Ciel Immobile has a thoughtful deliberateness about it that makes it very appealing. It doesn’t feel like the most complicated fragrance ever, but that isn’t what the perfumer was going for here. Instead it evokes the clean lines and high contrasts that you will be able to relate to if you have ever visited a Roman or Greek ruin on a hot summer’s day. It feels like the sort of fragrance which evokes a place that would smell exactly the same now as it did two-and-a-half millennia ago. Perfumes like that enable us to time-travel.
The other stuff
The longevity of Ciel Immobile is fair. It lasts around 3-5 hours following an early morning application at least, sometimes longer. We felt that it projected to around handshake distance or less.
In terms of who could wear this scent, for us it felt that it leaned towards the more masculine side of the spectrum. Perhaps this would be a good choice of scent for someone who wanted to smell a little on the masculine side, but without resorting to being too obvious about it. Ciel Immobile feels like a more unusual choice, but an impactful one nevertheless.
Ciel Immobile is the sort of fragrance that would wear best on bright, warm days. We were a little concerned that the full heat might kill it too quickly, but on warm Spring days it does very well indeed, keeping you cool and fresh but also provoking a little anticipation for even more heat.

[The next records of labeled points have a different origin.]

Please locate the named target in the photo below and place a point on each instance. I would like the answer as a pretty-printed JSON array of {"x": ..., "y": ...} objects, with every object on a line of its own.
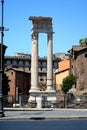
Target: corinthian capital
[{"x": 34, "y": 36}]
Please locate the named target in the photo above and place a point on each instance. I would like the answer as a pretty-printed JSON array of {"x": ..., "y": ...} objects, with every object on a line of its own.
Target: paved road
[{"x": 45, "y": 114}]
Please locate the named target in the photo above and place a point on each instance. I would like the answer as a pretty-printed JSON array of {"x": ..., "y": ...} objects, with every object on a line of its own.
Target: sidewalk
[{"x": 38, "y": 114}]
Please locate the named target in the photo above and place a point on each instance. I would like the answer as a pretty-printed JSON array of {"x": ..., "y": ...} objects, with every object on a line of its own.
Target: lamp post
[
  {"x": 2, "y": 51},
  {"x": 1, "y": 63}
]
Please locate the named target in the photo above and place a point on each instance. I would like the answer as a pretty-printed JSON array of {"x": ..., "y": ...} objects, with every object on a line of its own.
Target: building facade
[{"x": 78, "y": 63}]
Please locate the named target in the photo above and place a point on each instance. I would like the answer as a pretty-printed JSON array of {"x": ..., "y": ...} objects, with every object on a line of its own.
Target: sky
[{"x": 69, "y": 19}]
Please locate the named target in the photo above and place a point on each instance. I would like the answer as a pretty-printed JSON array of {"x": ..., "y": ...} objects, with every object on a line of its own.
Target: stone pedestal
[{"x": 41, "y": 98}]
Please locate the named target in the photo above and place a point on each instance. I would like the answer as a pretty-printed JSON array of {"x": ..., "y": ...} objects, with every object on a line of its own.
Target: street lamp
[
  {"x": 1, "y": 67},
  {"x": 2, "y": 29}
]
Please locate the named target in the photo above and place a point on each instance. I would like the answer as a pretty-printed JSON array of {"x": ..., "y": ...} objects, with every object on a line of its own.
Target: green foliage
[
  {"x": 67, "y": 83},
  {"x": 83, "y": 41}
]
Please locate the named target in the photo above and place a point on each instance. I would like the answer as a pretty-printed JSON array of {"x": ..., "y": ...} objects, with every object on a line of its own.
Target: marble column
[
  {"x": 49, "y": 63},
  {"x": 34, "y": 63}
]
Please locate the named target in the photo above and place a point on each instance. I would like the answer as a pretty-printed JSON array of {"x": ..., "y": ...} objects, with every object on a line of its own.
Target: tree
[{"x": 67, "y": 85}]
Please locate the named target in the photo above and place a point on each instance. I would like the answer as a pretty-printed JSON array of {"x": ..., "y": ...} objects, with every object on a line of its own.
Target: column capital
[
  {"x": 34, "y": 36},
  {"x": 50, "y": 35}
]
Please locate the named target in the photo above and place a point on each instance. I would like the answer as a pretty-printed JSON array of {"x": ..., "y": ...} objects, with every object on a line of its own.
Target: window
[{"x": 86, "y": 55}]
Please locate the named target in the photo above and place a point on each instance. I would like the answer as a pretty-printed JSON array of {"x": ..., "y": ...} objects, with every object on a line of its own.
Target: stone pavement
[{"x": 38, "y": 114}]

Phaedon are a standing favourite here at The Sniff. They’re a French brand which is often overlooked but which turn out cracking fragrances at fair prices. Phaedon are operated by Pierre Guillaume, master perfumer and head of his own, eponymous brand, and they’re definitely a line to check out if you want quality craftsmanship and class without showy and gaudy trappings.
We have previously reviewed Cendres de The (soft and refreshing tea), Hesperys (aromatic, watery herbs), Ilanguara (ylang and almond blossom), L’eau de Phaedon (beautiful aquatic jasmine), Pure Azure (honeyed orange blossom), and Pluie de Soleil (summery fruity floral).
Ciel Immobile is available from Bloom Perfumery London, where it is priced at £125 for 100ml EdP. It is also available from the Phaedon web boutique at a cost of €95 for 50ml or €145 for 100ml EdP.
We were very kindly given a sample of Ciel Immobile by the Phaedon brand when we visited their stand at Esxence in 2019. Thank you to them for their generosity.